DESCRIPTION (provided by applicant): The leading cause of corneal blindness world wide is from angiogenesis, which is the pathogenic growth of new blood vessels from an existing vasculature. Normal wound healing in the cornea does not involve angiogenesis. Therefore, identifying the molecular mechanisms that are responsible for preventing self- destructive angiogenic processes have important bearing on corneal homeostasis, regeneration, and transplantation. A novel biochemical feature preventing corneal stromal cells from participating in pathogenic fibrotic repair processes has recently been linked to the evolutionary conserved ubiquitin proteasome pathway (UPP). The UPP regulates protein quality control, inflammatory transcription factor NF-kappa B activation, cell cycle, differentiation and antigen presentation. We have investigated the hypothesis that a DPP-mediated genetic program controls the angiogenic phenotype of the cornea. We show that the UPP is upregulated in vascular endothelial cells when activated by angiogenic stimulators and during injury healing in vascularized corneas in vivo. This pattern of UPP activation is attenuated by the potent small molecule angiogenesis inhibitor, withaferin A. To demonstrate that a protein binding target(s) of withaferin A mediates this drug's anti-angiogenic mechanism, we generated a biotinylated analog of withaferin A. We have successfully exploited this affinity reagent and isolated the withaferin binding target. In this R01 proposal, we plan to exploit angiogenic and nonangiogenic models of wound healing to define the UPP-driven healing mechanism(s) of the cornea and validate newly identified molecular targets for anti-angiogenesis. For these investigations, withaferin A will serve both as a pharmacological agent and a cell permeable probe of its binding-protein target's function. Specifically, we will (1) characterize the drug's inhibitory mode of action on targeting the angiogenic activation of the UPP, (2) investigate key components of the UPP as mediators of the drugs activity, and (3) investigate withaferin-protein target-deficient mouse models to validate the requirement for drug-protein interaction in the corneal anti-angiogenic mechanism of WFA. We believe these investigations focused on the UPP and the target of withaferin A will enable us to reach our long-term objectives of discovering new therapeutic approaches to control angiogenesis and promote its homeostasis.
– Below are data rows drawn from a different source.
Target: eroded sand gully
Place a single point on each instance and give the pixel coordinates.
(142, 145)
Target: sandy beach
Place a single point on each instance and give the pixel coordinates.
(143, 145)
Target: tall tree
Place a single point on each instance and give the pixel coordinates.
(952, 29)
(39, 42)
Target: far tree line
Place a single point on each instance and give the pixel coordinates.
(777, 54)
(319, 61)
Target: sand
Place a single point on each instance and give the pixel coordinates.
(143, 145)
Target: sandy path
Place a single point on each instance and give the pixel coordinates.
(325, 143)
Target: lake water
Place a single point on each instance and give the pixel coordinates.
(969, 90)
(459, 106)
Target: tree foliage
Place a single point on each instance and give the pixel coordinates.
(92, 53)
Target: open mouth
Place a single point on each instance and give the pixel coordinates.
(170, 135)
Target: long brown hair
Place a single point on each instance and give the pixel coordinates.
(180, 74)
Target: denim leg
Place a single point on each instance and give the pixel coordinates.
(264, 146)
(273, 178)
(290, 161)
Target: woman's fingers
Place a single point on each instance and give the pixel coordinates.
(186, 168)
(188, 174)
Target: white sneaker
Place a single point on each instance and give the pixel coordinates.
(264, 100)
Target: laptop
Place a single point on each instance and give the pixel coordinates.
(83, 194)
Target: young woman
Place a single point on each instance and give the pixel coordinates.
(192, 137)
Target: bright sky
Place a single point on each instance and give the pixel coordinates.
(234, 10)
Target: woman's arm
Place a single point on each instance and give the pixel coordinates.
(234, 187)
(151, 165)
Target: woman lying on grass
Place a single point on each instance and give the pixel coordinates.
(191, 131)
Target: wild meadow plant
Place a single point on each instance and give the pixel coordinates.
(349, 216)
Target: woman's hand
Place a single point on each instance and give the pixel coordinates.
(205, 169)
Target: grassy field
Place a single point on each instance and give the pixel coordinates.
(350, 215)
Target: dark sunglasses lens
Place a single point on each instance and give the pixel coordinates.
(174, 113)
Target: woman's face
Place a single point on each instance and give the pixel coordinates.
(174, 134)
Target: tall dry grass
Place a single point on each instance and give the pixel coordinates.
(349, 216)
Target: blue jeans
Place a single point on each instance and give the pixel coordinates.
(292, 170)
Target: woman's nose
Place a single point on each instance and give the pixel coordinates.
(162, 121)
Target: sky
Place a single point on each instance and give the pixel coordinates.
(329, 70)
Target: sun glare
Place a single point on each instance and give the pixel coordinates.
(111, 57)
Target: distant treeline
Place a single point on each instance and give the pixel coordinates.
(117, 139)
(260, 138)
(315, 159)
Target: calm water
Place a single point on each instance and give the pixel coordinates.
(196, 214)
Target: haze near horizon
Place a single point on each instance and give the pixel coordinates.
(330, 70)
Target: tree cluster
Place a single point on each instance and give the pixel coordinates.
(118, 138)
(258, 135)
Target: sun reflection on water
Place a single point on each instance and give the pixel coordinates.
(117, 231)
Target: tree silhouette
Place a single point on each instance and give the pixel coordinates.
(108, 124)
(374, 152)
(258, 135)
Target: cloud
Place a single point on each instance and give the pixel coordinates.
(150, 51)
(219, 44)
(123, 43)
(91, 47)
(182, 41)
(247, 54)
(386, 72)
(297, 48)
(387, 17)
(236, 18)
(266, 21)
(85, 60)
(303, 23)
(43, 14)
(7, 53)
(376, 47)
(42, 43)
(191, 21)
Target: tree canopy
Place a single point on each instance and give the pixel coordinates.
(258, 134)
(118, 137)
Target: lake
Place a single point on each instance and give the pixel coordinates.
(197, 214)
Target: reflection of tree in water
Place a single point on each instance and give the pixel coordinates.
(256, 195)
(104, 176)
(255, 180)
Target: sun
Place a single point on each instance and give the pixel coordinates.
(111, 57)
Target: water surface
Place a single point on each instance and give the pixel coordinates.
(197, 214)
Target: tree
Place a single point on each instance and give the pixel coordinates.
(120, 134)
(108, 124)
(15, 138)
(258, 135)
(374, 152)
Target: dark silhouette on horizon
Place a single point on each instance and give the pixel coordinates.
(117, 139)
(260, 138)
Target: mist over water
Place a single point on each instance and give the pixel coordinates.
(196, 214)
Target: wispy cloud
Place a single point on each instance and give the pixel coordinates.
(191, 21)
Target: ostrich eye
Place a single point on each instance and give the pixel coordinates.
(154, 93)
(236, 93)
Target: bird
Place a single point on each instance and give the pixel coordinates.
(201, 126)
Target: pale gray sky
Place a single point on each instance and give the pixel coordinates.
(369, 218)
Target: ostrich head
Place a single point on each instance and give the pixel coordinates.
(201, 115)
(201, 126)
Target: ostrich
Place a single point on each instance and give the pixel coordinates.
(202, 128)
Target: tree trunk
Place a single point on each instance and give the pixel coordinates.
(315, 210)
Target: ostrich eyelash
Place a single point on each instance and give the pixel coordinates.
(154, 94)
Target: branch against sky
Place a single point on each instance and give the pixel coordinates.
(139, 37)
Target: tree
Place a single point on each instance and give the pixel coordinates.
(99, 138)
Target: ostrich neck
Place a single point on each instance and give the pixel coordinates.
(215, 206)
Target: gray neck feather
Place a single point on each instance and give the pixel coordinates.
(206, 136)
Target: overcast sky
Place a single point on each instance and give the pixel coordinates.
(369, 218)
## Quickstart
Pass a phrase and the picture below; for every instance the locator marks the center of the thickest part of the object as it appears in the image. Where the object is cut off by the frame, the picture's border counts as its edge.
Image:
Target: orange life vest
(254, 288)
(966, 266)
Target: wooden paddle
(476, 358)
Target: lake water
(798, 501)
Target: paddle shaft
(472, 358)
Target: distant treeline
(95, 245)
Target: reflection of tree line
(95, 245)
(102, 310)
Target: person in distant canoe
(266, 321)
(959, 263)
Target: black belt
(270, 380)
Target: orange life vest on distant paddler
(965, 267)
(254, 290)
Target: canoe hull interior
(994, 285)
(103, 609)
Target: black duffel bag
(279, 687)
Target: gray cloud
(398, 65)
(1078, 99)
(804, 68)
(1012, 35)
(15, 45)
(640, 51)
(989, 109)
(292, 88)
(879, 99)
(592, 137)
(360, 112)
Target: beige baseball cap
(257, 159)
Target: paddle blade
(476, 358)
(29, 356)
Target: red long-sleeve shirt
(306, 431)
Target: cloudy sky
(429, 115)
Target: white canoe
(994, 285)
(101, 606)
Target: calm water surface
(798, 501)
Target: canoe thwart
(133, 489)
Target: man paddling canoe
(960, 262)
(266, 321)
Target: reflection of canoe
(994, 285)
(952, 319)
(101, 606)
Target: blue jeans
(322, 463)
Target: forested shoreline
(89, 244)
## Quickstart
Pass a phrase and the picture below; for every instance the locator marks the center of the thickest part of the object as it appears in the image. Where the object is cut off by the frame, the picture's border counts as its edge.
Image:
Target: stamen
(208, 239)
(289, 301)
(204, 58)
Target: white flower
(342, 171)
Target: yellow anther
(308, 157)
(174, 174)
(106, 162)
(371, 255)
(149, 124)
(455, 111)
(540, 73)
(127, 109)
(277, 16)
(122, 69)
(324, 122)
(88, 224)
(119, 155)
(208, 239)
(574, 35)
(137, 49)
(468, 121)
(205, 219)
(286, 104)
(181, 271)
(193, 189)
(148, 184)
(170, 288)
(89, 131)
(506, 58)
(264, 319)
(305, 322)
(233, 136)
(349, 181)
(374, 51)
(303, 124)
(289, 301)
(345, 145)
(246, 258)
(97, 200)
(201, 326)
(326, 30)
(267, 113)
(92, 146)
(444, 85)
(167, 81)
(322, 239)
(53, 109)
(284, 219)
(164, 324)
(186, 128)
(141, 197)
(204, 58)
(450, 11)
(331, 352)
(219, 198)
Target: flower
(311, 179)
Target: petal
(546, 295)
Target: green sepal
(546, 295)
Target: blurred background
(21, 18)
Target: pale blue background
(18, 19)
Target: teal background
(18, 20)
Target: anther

描述（由申请人提供）：全球角膜失明的主要原因是血管生成，这是现有脉管系统的新血管的致病性生长。角膜中的正常伤口愈合不涉及血管生成。因此，确定负责预防自我破坏性血管生成过程的分子机制对角膜稳态，再生和移植具有重要影响。一种新型的生化特征，可防止角膜基质细胞参与致病性纤维化修复过程，最近已与进化保守的泛素蛋白酶体途径（UPP）联系起来。 UPP调节蛋白质质量控​​制，炎症转录因子NF-kappa B激活，细胞周期，分化和抗原表现。我们研究了以下假设：DPP介导的遗传程序控制角膜的血管生成表型。我们表明，当血管生成刺激剂激活血管内皮细胞和体内血管骨骼损伤时，UPP在血管内皮细胞中上调。这种UPP激活的模式被有效的小分子血管生成抑制剂（用脂蛋白A）衰减。证明了用脂蛋白A的蛋白结合靶标介导了该药物的抗血管生成机制，我们产生了与AFERIN A的生物素化合物A。在此R01提案中，我们计划利用伤口愈合的血管生成和非血管生成模型，以定义角膜的UPP驱动的愈合机制，并验证新鉴定的抗血管生成分子靶标。在这些研究中，伴随着大蛋白A将作为药理学剂和可渗透性探针的结合蛋白靶标的功能。具体而言，我们将（1）将药物在靶向UPP的血管生成激活方面的抑制作用方式，（2）研究UPP的关键组成部分是药物活性的介体，以及（3）使用AFERIN蛋白靶标性缺陷型小鼠进行研究，以验证在核蛋白相互作用中对核蛋白相互作用的核蛋白在核蛋白质抗血管抗生素机制中的需求。我们认为，这些调查的重点是UPP及其witaferin A的目标，这将使我们能够达到发现新的治疗方法来控制血管生成并促进其稳态的目标。